Her designs were further popularized by First Lady Michelle Obama, who wore Rodkin's 61-carat diamond celestial earrings, a 13-carat diamond cocktail ring and diamond bangles, to the 2009 inaugural balls. The jewelry now hangs in the permanent collection at the National Museum of American History of the Smithsonian Institution.

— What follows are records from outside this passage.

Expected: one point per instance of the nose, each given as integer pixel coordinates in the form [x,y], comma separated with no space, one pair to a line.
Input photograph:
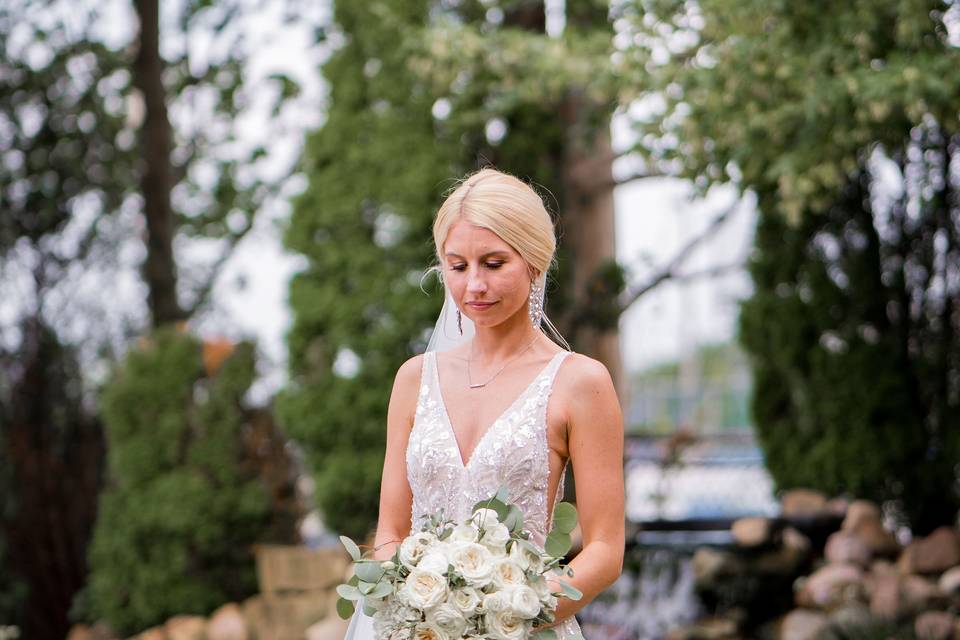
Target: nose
[475,282]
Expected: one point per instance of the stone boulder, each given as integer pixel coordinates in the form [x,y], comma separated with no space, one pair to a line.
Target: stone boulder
[846,547]
[227,623]
[186,628]
[935,553]
[803,624]
[831,586]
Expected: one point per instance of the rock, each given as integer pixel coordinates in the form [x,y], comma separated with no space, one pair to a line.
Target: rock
[935,625]
[803,624]
[831,585]
[851,617]
[802,502]
[950,581]
[227,623]
[752,532]
[186,628]
[880,541]
[706,629]
[793,539]
[933,554]
[330,628]
[860,512]
[153,633]
[845,547]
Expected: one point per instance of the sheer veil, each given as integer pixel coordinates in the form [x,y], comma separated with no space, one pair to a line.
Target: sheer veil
[447,335]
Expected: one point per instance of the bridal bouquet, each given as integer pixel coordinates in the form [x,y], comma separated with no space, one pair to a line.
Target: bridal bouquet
[479,578]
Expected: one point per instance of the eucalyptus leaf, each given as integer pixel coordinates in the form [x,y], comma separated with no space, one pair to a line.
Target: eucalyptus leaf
[369,570]
[570,591]
[564,517]
[348,592]
[558,544]
[344,608]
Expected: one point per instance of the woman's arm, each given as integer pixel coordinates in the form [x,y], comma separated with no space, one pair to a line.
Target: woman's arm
[595,441]
[393,524]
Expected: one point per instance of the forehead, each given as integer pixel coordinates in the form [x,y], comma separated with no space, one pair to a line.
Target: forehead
[465,238]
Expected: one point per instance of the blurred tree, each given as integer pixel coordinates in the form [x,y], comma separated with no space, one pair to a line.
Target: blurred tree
[466,85]
[179,514]
[76,192]
[842,121]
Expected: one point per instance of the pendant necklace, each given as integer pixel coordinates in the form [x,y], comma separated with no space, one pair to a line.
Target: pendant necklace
[483,384]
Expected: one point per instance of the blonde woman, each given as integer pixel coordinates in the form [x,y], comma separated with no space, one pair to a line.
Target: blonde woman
[494,401]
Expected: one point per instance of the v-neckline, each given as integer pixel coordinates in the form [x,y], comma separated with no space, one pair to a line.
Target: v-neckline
[489,428]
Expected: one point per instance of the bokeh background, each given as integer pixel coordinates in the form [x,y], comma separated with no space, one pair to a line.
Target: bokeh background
[214,225]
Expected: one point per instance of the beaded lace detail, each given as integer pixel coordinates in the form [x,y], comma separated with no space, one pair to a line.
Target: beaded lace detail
[513,451]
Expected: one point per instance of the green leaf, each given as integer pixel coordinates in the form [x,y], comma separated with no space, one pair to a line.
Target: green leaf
[558,544]
[570,591]
[351,547]
[344,608]
[348,592]
[565,517]
[368,570]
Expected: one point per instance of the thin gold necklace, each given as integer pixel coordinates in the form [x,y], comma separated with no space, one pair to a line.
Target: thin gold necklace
[471,385]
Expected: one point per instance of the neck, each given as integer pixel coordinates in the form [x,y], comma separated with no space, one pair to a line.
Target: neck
[495,344]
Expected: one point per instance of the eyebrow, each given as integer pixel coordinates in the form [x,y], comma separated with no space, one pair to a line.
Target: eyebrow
[450,254]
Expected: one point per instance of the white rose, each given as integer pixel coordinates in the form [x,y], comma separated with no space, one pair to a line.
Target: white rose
[485,517]
[503,625]
[463,533]
[427,631]
[448,619]
[414,546]
[435,560]
[473,562]
[465,599]
[424,588]
[507,574]
[525,602]
[495,538]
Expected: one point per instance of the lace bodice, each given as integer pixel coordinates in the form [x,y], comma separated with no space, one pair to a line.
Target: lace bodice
[512,451]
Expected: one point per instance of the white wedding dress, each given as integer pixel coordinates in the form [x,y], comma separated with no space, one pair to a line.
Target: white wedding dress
[513,452]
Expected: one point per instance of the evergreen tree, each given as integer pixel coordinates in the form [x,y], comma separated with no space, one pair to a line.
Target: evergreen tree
[178,517]
[853,326]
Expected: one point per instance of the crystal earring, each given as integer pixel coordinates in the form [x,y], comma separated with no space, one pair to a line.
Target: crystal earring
[536,304]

Rodkin's flagship store is in Tokyo, Japan. Her designs are also sold in retail specialty stores globally. Her clientele has included Elton John, Mary-Kate and Ashley Olsen, Madonna, Daphne Guinness, Mary J. Blige, Cher, Rihanna and Steven Tyler.
Rodkin's collection includes a bath and body product line, eyewear, fragrances and candles. In 2014, she launched a jewelry line, Hunrod, with French designer Michèle Lamy. She collaborated with perfumer and Hennessy heir Kilian Hennessy to launch a niche perfume line, called By Kilian, in 2016.

Rodkin's jewelry designs employ elements of Art Nouveau and Gothic stylings. She makes use of symbolism, engraving and works with precious stones, gold and platinum. Crosses have also been an important element in Rodkin's brand since she founded it in the 1980s, which she has used to evoke a medieval fashion style.

== Other activities ==
Rodkin helped redesign the Beverly Hills tiki bar, Luau, opened by concert promoter Andrew Hewitt in 2008.